THE SATIE PROJECT choreography by Serge Bennathan, with pianist Eve Egoyan. Presented by Dancemakers at the Premiere Dance Theatre (207 Queen's Quay West). Opens Tuesday (October 8) and runs to October 19, Tuesday-Saturday 8 pm. $21-$37.50. 416-973-4000.
French Composer Erik Satie hated choreographers. But that hasn't stopped Dancemakers' Serge Bennathan from creating a movement- and music-based work inspired by the guy.Bennathan's The Satie Project tries to capture the essence of the eccentric composer best known for his ballet Parade and his dreamy commercial- and soundtrack-friendly Gymnopedies.
"Satie didn't like dance to mime or exaggerate the music," says Bennathan. "He wanted the choreographer to create dance in silence, and then he would provide the music. Coincidentally, that's very much how I work."
The Satie Project came about because Bennathan was looking to work with Eve Egoyan, a pianist who specializes in contemporary works. When Egoyan added Satie to her repertoire, the choreographer was intrigued. He got even more interested after he began pouring through Satie's letters.
"When you discover the complexity of the man, you listen to his music differently," explains Bennathan.
"There's everything there: humour, depression, obsession. He was jailed because of something critical he wrote. He received a prestigious award not for his music but because he organized outings with children. He created his own church.

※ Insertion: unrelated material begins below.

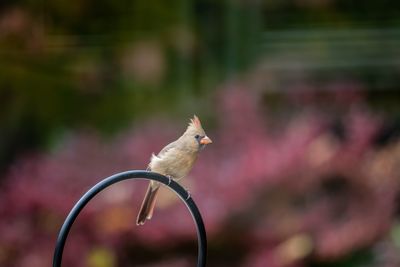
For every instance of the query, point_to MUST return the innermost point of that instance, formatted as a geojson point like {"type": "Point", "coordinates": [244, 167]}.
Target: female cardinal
{"type": "Point", "coordinates": [175, 161]}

"My idea was not to do a piece on Satie, it was to do a piece with Satie."
Egoyan, raised on an island onstage, performs 21 short piano rarities, including Flabby Preludes (for a dog) and The Almond Chocolate Waltz.
"People will discover a Satie that they did not expect," says Bennathan.
The piece has already played in Ottawa and Vancouver, where Bennathan's movement was praised for its dreamy delicacy and fierce physicality. After Toronto, it travels to Europe.
If Satie were still alive -- he died in 1925 -- Bennathan thinks he would, above all, have fun at the show.
"Fun was an important notion for him. I think we'd go to a café afterwards, drink, discuss and laugh."